This nucleic acid testing chip is loaded with dyes so the channels and wells (red and green) and vacuum battery system (blue) can be seen.
Illustration of a microfluidic chip loaded with dyes.
Credit: Sci. Adv.
This nucleic acid testing chip is loaded with dyes so the channels and wells (red and green) and vacuum battery system (blue) can be seen.

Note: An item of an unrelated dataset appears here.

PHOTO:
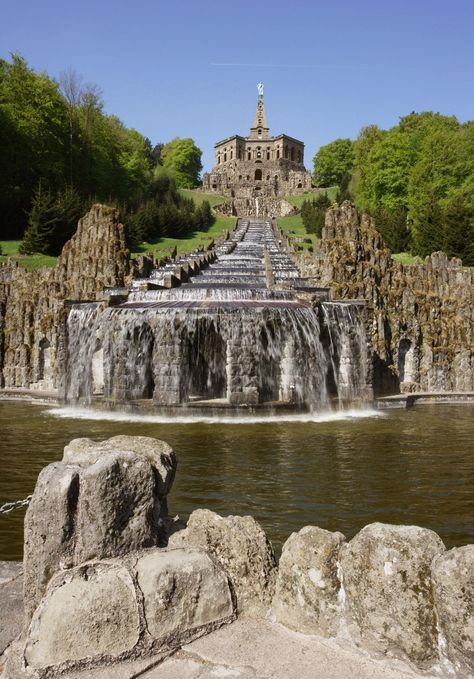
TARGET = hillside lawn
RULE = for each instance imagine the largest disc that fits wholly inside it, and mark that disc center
(298, 201)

The ability of doctors to use nucleic acid-based diagnostic tests in their offices rather than sending out blood samples to contract clinical labs will require simple, easy-to-use devices. Luke P. Lee and coworkers at the University of California, Berkeley, have developed a prototype—a disposable, inexpensive microfluidic device about the size of a microscope slide that only needs a drop of blood and even carries its own power supply (Sci. Adv. 2017, DOI: 10.1126/sciadv.1501645). The researchers pattern the reagents needed for nucleic acid amplification directly into microwells on the chip. When in operation, blood flows through the microfluidic channels, the blood cells are removed, and the plasma is partitioned into the microwells where nucleic acid amplification occurs upon heating in an oven or by reusable heat packs. Sequences of interest are detected by fluorescence readings. The chip is powered by a precharged vacuum battery, which pumps samples by pulling air through gas-permeable silicone and has a 2.5-hour lifetime. Lee and coworkers used the device to quantify HIV-1 RNA and Staphylococcus aureus DNA spiked into human blood at levels ranging from 10 to 200,000 copies per microliter. “Because nucleic-acid testing requires a number of different steps, it is important that a point-of-care device integrates all these steps together,” says Samuel K. Sia of Columbia University, who was not involved in the research. This work represents “a practical approach” for getting all the needed microfluidic innovations into one package, Sia says.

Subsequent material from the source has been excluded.